I’m generally a fan of the efforts by WikiLeaks to publish secret government documents. There may be times where particular documents are too sensitive to put out there, but for the most part I think the government is being unnecessarily secretive.
However, in terms of commentary on the documents it publishes, WikiLeaks doesn’t always know what it is talking about. Here is what it said recently about a draft text of an international negotation on freeing up trade in services (the Trade in Services Agreement, or TiSA):
Today, 1500 CEST Wednesday, 1 July 2015, WikiLeaks releases a modern journalistic holy grail: the secret Core Text for the largest ‘trade deal’ in history, the TiSA (Trade In Services Agreement), whose 52 nations together comprise two-thirds of global GDP. The negotiating parties are the United States, the 28 members of the European Union and 23 other countries, including Turkey, Mexico, Canada, Australia, Pakistan, Taiwan and Israel.
…
While the proposed Trans-Pacific Partnership (TPP) and the Transatlantic Trade and Investment Pact (TTIP) have become well known in recent months, the TiSA is the largest component of the United States’ strategic neoliberal ‘trade’ treaty triumvirate. Together, the three treaties form not only a new legal order shaped for transnational corporations, but a new economic “grand enclosure”, which excludes China and all other BRICS countries.
Wow, “a new legal order shaped for transnational corporations”! That sounds scary! We better avoid that!

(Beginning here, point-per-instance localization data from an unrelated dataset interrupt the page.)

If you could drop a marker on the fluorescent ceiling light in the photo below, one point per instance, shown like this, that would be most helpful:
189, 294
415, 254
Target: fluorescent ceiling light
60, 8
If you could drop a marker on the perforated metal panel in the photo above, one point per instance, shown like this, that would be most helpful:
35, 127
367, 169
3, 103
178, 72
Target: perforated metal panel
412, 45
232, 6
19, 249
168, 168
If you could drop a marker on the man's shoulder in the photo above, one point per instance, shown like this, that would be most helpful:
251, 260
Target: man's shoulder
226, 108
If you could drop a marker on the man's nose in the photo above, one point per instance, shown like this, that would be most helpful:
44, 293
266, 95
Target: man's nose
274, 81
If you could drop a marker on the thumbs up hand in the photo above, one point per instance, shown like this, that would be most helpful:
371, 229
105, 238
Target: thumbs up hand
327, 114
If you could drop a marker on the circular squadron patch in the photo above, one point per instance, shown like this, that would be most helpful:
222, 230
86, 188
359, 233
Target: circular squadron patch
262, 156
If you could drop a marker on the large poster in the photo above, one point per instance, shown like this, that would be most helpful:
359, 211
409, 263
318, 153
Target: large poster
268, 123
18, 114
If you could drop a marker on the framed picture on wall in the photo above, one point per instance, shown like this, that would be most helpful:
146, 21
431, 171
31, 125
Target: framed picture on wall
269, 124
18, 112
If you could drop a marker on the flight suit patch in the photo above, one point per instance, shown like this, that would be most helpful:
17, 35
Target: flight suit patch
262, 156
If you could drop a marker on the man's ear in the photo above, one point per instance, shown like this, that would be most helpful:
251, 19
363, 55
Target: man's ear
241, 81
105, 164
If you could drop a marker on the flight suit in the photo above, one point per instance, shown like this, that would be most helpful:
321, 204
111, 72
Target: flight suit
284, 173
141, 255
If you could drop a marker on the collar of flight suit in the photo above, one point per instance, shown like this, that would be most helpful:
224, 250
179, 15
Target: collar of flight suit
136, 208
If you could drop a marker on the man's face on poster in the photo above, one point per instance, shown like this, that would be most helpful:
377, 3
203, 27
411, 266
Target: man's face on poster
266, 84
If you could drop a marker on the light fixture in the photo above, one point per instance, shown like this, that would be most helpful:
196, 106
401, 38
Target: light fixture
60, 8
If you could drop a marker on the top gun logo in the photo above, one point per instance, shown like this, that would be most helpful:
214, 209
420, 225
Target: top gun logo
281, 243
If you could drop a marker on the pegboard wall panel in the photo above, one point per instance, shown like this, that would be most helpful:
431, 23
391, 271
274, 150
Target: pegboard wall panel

It also sounds like a massive exaggeration of what’s in the legal text. WikiLeaks seems to be taking the view of one trade critic as fact. There are certainly arguments that, in their efforts to promote free international trade in services, the governments working on this treaty haven’t gotten the balance between economic efficiency and national autonomy exactly right. But I think the right approach for WikiLeaks, instead of assuming a massive corporate conspiracy, is to publish the documents it finds and then offer to host a discussion among various experts about what the text actually says and what its impact will be.